Public health experts say the situation, however, is contrary to what the health minister is saying.

“The reality is people infected with the coronavirus are now looking for the government with a torch light,” Thakur told the Post.

In Kathmandu Valley alone, the number of cases has risen to 1,042, with more than 62 infections reported on Saturday, according to the Health Ministry. The total number of positive cases detected across the country on Saturday was 378. Seventy-three people, six in Kathmandu Valley, have died of Covid-related conditions so far.

Since the lockdown was lifted on July 21, 660 persons have tested positive for the coronavirus in Kathmandu Valley.
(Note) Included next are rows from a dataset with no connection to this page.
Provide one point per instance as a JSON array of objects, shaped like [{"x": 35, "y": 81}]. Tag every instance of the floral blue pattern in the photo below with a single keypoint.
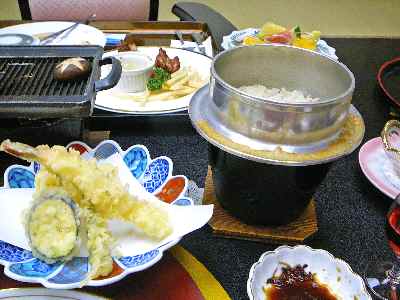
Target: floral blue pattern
[
  {"x": 183, "y": 202},
  {"x": 152, "y": 174},
  {"x": 156, "y": 174},
  {"x": 138, "y": 260},
  {"x": 34, "y": 268},
  {"x": 20, "y": 178},
  {"x": 36, "y": 167},
  {"x": 105, "y": 150},
  {"x": 136, "y": 160},
  {"x": 13, "y": 253},
  {"x": 73, "y": 271}
]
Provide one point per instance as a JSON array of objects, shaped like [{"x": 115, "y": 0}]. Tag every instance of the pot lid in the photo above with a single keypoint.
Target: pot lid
[{"x": 209, "y": 127}]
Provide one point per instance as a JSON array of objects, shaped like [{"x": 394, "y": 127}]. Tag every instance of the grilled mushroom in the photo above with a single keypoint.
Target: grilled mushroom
[{"x": 72, "y": 68}]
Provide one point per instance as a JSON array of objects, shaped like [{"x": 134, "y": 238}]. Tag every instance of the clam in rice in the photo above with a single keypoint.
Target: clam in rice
[{"x": 280, "y": 95}]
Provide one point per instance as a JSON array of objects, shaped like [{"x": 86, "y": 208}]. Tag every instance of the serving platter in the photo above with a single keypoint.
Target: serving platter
[
  {"x": 154, "y": 175},
  {"x": 81, "y": 35},
  {"x": 115, "y": 101}
]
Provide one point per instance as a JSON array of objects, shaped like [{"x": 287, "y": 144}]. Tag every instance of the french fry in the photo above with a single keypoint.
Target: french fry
[
  {"x": 196, "y": 84},
  {"x": 178, "y": 73},
  {"x": 168, "y": 95},
  {"x": 175, "y": 79},
  {"x": 179, "y": 84}
]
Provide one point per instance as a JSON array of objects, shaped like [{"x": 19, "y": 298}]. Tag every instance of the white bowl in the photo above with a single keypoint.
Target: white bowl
[
  {"x": 333, "y": 272},
  {"x": 136, "y": 69}
]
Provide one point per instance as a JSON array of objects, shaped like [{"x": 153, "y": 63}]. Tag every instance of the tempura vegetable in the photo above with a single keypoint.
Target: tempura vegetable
[
  {"x": 55, "y": 225},
  {"x": 52, "y": 226},
  {"x": 93, "y": 186},
  {"x": 99, "y": 244}
]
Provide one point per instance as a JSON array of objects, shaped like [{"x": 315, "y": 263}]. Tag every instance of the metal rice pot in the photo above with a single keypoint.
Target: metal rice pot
[
  {"x": 298, "y": 127},
  {"x": 263, "y": 194}
]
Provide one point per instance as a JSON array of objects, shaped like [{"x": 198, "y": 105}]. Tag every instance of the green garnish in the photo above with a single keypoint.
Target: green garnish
[
  {"x": 156, "y": 81},
  {"x": 297, "y": 31}
]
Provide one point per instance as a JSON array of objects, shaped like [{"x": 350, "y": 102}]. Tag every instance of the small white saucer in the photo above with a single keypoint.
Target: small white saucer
[
  {"x": 16, "y": 39},
  {"x": 378, "y": 168}
]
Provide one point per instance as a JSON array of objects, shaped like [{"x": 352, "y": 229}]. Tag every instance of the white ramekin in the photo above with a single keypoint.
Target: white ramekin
[
  {"x": 334, "y": 272},
  {"x": 134, "y": 80}
]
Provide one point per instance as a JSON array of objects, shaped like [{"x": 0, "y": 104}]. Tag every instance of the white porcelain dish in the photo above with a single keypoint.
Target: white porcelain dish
[
  {"x": 115, "y": 101},
  {"x": 333, "y": 272},
  {"x": 136, "y": 69},
  {"x": 235, "y": 38}
]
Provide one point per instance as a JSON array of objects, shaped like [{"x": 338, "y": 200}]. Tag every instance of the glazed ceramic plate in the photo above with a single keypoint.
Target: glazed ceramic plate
[
  {"x": 389, "y": 80},
  {"x": 81, "y": 35},
  {"x": 333, "y": 272},
  {"x": 378, "y": 168},
  {"x": 152, "y": 175},
  {"x": 235, "y": 38},
  {"x": 115, "y": 101},
  {"x": 45, "y": 294}
]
The figure across the country is 4,598, as the nationwide Covid-19 tally reaches 22,592.

The government is trying to increase the number of isolation beds in the Valley and it is also planning to convert quarantine centres at Kirtipur and Bhaktapur into isolation facilities, according to Dr Sameer Kumar Adhikari, joint spokesperson for the Health Ministry.

According to Adhikari, only 15 to 20 percent Covid-19 patients, who will be seriously ill, need to be taken to hospital for treatment.

Public health experts blame the high public mobility for the rampant spread of the infection in Kathmandu Valley, especially after the lockdown was lifted.

“People are not following safety rules in the Valley despite the fact that the infection rate is increasing,” said Dr Sher Bahadur Pun, chief of the Clinical Research Unit at the Sukraraj Tropical and Infectious Disease Hospital. “People are coming out without wearing face masks, meeting people without maintaining social distance, sharing cigarettes and even having panipuri and chatpate on the roadside.”

Already on the backfoot, the authorities have introduced new measures to contain the spread of the coronavirus. Starting Thursday, odd-even vehicle rule has been enforced in Kathmandu Valley and other districts that have reported more than 200 active cases.

The government has also banned public and vehicular movements from 9pm to 5am and barred social gatherings–parties, seminars, feasts and public programmes–at hotels and restaurants.

On Friday, the Kathmandu District Administration Office decided to seal some commercial hubs of the Capital, citing high numbers of infections in those areas. The district administration offices of Kathmandu, Lalitpur and Bhaktapur also said that they will be providing only essential services for 15 days starting Sunday to reduce crowds.

Multiple officials at the Health Ministry the Post spoke with said that the Capital is on the verge of a massive outbreak, as the spread of the infection is so high that it is becoming uncontrollable.

“It has been taken as a pandemic of the government,” said Adhikari of the Health Ministry. “People should also be responsible and take precautionary measures.”